Nach dem Zusammenbruch des Dritten Reichs und dem II. Weltkrieg öffnete sich dann die junge Generation erst recht einer internationalen modernen Jugendkultur. In den Fünfzigern begeisterte der Rock´n Roll, in den Sechzigern der Beat. Ausgelöst und begleitet wurde das Ganze von einem neuen Selbstverständnis der Jugend und von neuen Freizeitangeboten.
Die Sänger und ihre Verbände haben auf diese Entwicklungen erst spät und oft hilflos reagiert, für viele Traditionsvereine hat das inzwischen bekanntlich das „Aus“ bedeutet.
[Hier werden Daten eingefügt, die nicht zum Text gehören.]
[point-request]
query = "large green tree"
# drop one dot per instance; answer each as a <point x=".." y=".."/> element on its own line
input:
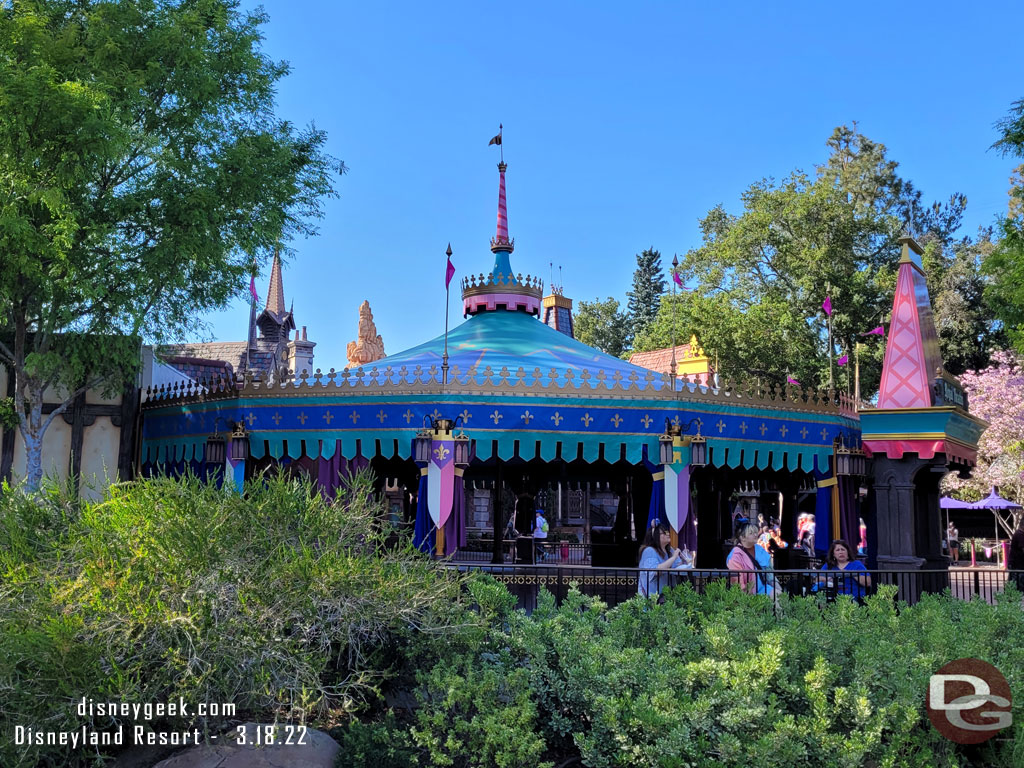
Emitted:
<point x="142" y="171"/>
<point x="601" y="325"/>
<point x="1005" y="265"/>
<point x="648" y="285"/>
<point x="763" y="274"/>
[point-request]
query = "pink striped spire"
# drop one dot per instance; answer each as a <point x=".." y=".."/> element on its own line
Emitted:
<point x="501" y="241"/>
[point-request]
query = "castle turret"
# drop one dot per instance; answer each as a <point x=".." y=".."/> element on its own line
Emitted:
<point x="502" y="289"/>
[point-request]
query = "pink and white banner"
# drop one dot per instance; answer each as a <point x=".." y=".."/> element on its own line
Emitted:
<point x="440" y="480"/>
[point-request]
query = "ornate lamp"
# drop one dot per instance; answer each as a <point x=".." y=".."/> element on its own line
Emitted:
<point x="844" y="459"/>
<point x="215" y="449"/>
<point x="240" y="442"/>
<point x="422" y="445"/>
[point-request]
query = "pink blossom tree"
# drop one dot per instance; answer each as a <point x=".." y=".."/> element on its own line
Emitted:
<point x="995" y="394"/>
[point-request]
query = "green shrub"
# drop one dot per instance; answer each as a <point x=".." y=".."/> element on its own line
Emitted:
<point x="279" y="602"/>
<point x="717" y="680"/>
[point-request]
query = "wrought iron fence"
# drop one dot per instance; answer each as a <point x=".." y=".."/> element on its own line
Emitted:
<point x="526" y="550"/>
<point x="617" y="585"/>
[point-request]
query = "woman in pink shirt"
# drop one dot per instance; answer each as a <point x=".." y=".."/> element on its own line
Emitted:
<point x="741" y="558"/>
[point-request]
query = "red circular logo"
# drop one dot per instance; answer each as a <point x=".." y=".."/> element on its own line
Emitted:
<point x="969" y="701"/>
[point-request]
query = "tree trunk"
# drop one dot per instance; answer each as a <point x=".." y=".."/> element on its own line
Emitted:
<point x="32" y="432"/>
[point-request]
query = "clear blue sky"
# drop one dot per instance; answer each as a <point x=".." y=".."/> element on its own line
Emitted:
<point x="624" y="124"/>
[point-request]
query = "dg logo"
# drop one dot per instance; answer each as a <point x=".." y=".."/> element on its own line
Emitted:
<point x="969" y="701"/>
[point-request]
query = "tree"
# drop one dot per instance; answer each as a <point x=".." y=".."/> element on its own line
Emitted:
<point x="1005" y="265"/>
<point x="601" y="325"/>
<point x="143" y="172"/>
<point x="648" y="285"/>
<point x="996" y="394"/>
<point x="830" y="233"/>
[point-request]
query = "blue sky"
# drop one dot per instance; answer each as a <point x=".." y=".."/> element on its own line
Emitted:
<point x="624" y="124"/>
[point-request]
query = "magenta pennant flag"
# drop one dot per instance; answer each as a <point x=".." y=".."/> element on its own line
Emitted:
<point x="449" y="272"/>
Deshalb verabschiedete der Schwäbische Sängerbund schließlich 1989 eine Jugendordnung und rief eine eigene (sehr erfolgreiche) Chorjugend ins Leben. Seither sind fremdsprachige Liedtexte, neue Musikstile und körperbetonte Präsentationen keine Tabus mehr; Tabu dagegen sind nationaler Chauvinismus und Militarismus.